DASPO urbano. Wie bitte?!
Un articolo sul divieto di accedere ad alcune aree della città di Bolzano.
Testo: Chiara Bongiorno e Federico Matranga
Foto: Alesio Giordano
Un articolo del giornale di strada zebra. del dicembre/gennaio 2019
Il DASPO è l’acronimo di Divieto di Accedere alle manifestazioni SPOrtive (una misura adottata in Italia nel 1989 per contrastare la violenza negli stadi). Il Decreto Sicurezza “Minniti” del 2017 si fece ispirare da quello per creare il “DASPO URBANO”: una misura con cui un sindaco – in collaborazione con il prefetto – può multare e poi stabilire un divieto di accesso ad alcune aree della città per chi «ponga in essere condotte che limitano la libera accessibilità e fruizione» di infrastrutture di trasporto. Il Decreto “Immigrazione e Sicurezza” a firma Salvini ne ha poi ampliato la portata, estendendone l’applicazione ai presìdi sanitari, alle zone di particolare interesse turistico, nonchè alle aree destinate allo svolgimento di fiere, mercati e pubblici spettacoli.
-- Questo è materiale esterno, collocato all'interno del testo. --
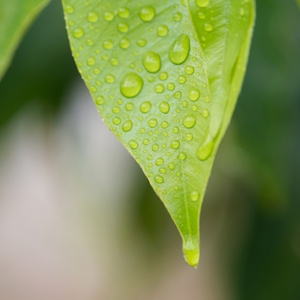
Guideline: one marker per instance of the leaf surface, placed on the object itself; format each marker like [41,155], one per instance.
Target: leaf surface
[15,17]
[165,76]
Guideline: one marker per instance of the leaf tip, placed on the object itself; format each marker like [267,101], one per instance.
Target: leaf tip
[191,250]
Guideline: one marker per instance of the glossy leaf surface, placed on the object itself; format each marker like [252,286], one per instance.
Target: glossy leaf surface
[15,17]
[165,76]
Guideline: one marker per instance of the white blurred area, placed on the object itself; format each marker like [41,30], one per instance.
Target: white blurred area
[65,230]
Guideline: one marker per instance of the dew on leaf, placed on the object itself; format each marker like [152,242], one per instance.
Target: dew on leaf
[152,62]
[131,85]
[164,107]
[189,121]
[147,14]
[127,126]
[145,107]
[179,50]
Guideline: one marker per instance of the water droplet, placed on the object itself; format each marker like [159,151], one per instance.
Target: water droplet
[152,62]
[147,14]
[129,106]
[116,120]
[131,85]
[108,44]
[162,30]
[205,151]
[163,76]
[141,42]
[180,50]
[202,3]
[108,16]
[159,179]
[189,121]
[177,17]
[164,107]
[123,27]
[181,156]
[159,161]
[155,147]
[171,86]
[189,70]
[205,113]
[133,144]
[127,126]
[181,79]
[145,107]
[92,17]
[123,12]
[109,78]
[175,144]
[152,123]
[78,32]
[194,196]
[194,94]
[99,100]
[124,43]
[91,61]
[159,88]
[69,9]
[207,27]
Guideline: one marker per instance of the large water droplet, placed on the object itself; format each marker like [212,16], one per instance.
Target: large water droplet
[145,107]
[189,121]
[147,14]
[180,50]
[164,107]
[131,85]
[127,126]
[205,151]
[152,62]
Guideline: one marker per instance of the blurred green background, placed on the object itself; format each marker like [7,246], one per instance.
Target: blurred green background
[78,219]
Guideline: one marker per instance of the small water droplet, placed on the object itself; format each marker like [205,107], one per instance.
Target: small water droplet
[159,179]
[145,107]
[123,12]
[194,94]
[78,32]
[180,50]
[202,3]
[152,62]
[194,196]
[205,151]
[152,123]
[147,14]
[175,144]
[162,30]
[127,126]
[189,121]
[123,27]
[108,16]
[92,17]
[159,88]
[131,85]
[181,156]
[133,144]
[164,107]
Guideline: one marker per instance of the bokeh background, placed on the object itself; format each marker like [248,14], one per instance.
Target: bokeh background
[78,219]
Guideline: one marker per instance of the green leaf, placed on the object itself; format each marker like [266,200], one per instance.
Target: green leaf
[15,17]
[165,76]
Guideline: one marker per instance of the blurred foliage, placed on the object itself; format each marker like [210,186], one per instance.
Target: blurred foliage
[266,129]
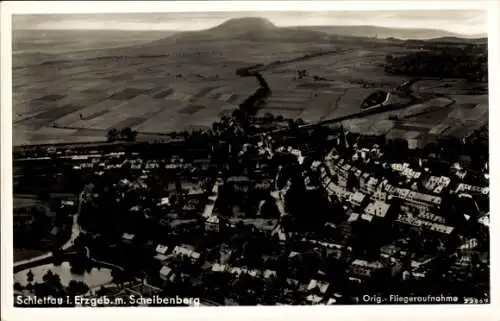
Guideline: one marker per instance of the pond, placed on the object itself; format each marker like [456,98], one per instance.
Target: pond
[96,277]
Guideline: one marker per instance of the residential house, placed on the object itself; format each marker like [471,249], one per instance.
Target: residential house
[377,208]
[212,223]
[185,251]
[364,268]
[128,238]
[161,251]
[356,198]
[166,274]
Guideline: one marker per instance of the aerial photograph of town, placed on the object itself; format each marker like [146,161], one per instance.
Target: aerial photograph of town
[250,158]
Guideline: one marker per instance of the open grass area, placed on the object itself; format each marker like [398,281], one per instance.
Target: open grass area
[189,85]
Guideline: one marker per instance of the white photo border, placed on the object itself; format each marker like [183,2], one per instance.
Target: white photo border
[410,312]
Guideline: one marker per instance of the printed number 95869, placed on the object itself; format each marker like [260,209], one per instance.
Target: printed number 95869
[476,301]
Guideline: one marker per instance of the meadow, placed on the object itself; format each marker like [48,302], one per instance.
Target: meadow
[157,88]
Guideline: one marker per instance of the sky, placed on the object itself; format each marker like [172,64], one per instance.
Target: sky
[462,22]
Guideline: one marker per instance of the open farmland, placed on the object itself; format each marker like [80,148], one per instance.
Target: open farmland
[160,86]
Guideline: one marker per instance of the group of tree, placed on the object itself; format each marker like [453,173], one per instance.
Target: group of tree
[126,134]
[445,63]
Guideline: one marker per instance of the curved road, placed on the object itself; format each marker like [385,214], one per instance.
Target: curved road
[75,231]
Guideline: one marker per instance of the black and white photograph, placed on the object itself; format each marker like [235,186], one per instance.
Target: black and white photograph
[250,158]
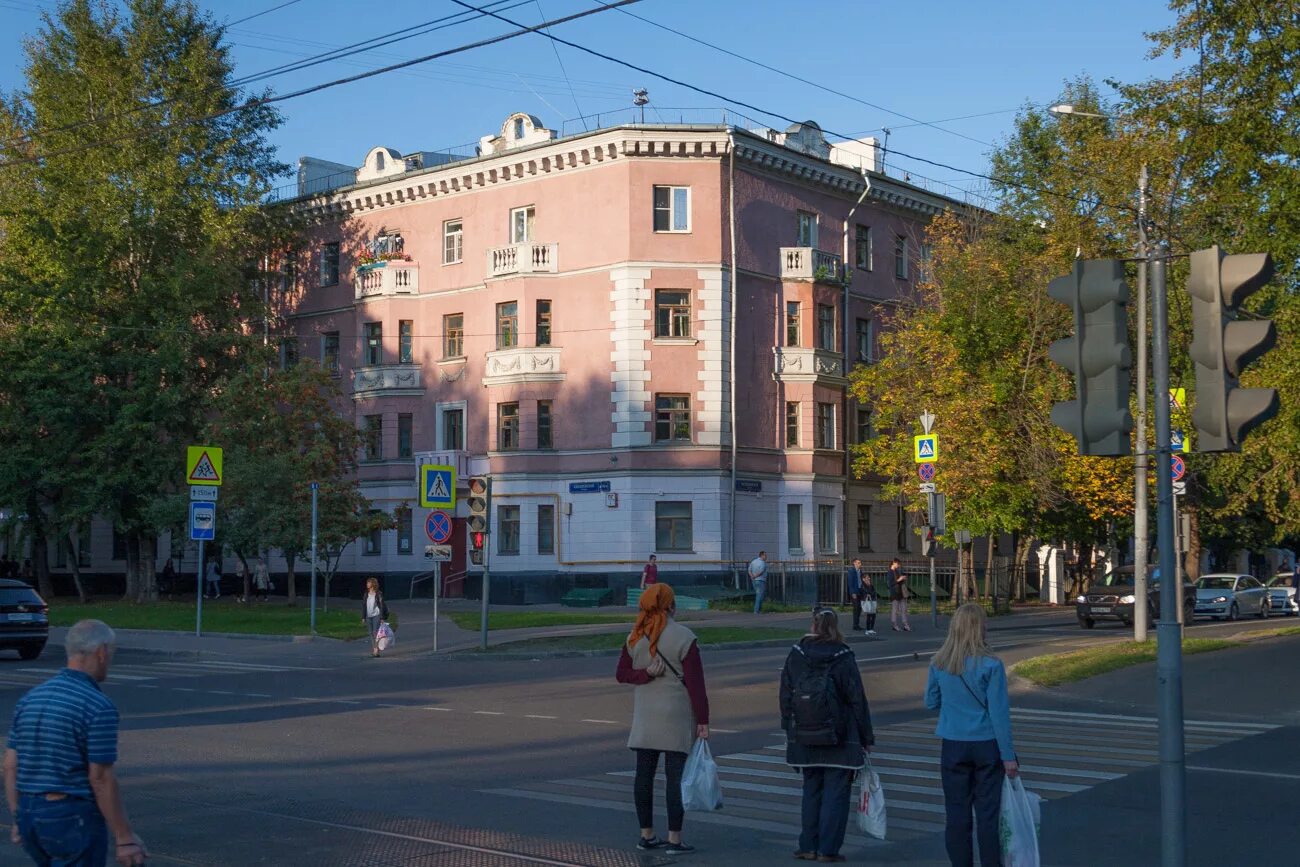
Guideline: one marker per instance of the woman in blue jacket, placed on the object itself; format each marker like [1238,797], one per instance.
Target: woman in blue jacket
[967,686]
Presupposti per l’applicazione: bivaccare in modo poco decente e decoroso, intrattenersi negli spazi pubblici mostrando poco rispetto per questi ultimi, compiere atti offensivi, espletare i propri bisogni corporali fuori dai servizi igienici, fare accattonaggio in modo molesto, esercitare attività commerciale abusiva.
Anche nel Comune di Bolzano, seppur con non poche difficoltà, si è recentemente trovato un accordo che ha reso operativo il DASPO urbano. Questo sarà dunque applicabile a numerose strade adiacenti la stazione (tra cui, Ça va sans dire, il parco stazione) e attorno al Monumento della Vittoria. Ma non solo. Grazie ad aggiunte volute da esponenti del Centrodestra Uniti per Bolzano e della Lega, il DASPO urbano sarà applicabile anche in Via Rasmo a Casanova e nelle aree di mercato della città.
Che forse si debba intervenire prima con misure sociali più che poliziesche, è stata la chiara opposizione dei Verdi. Che quindi riuscivano a far inserire nel regolamento il cd. “emendamento sociale”: il Comune deve, preventivamente o complementariamente all’applicazione del DASPO urbano, verificare, attraverso l’Azienda Sociale, la percorribilità di progetti di recupero e reinserimento per persone con particolari disagi psico-sociali.
Queste le loro armi: l’ordine di allontanamento dal luogo dove si è stati colti in – e per l’occasione coniamo un termine più poliziesco – “flagranza di bivacco”, con efficacia di 48 ore. Se l’ordine viene disatteso o se il Questore - informato fin dall’inizio, insieme ai Servizi Sanitari - ritiene la condotta particolarmente pericolosa per la sicurezza pubblica, si passa alla fase 2 del DASPO urbano: il divieto di accesso a tali aree, per non più di 12 mesi (o fino a 2 anni per chi ha già avuto condanne definitive). Sanzioni pecuniarie fanno da pendant, ovviamente, ma non scoraggiano troppo. E se si disattende il divieto di accesso, allora scatta l’arresto da sei mesi ad un anno.
Purtroppo il DASPO urbano rischia di colpire anche chi, a causa dell’assenza di adeguate politiche sociali, non ha un luogo dove trascorrere le giornate e le notti. L’insufficienza di posti letto per senza dimora, la mancata accoglienza di richiedenti protezione internazionale (che pur ne avrebbero diritto) e l’assenza di un centro diurno sono tra le tante cause di un evidente disagio tra molti che vivono ai margini della città.
Insomma, l’immagine della pulitissima cittadina del nord, ordinata, ben funzionante, efficiente, e rovinata dai bivacchi sulle panchine o da chi fa accattonaggio, continua a disturbare i sogni degli amministratori locali. Ma al grido di “RAUS!” dovrebbe però essere tutto finito, tranquilli. D’altronde è così che si scacciano i mostri nei sogni.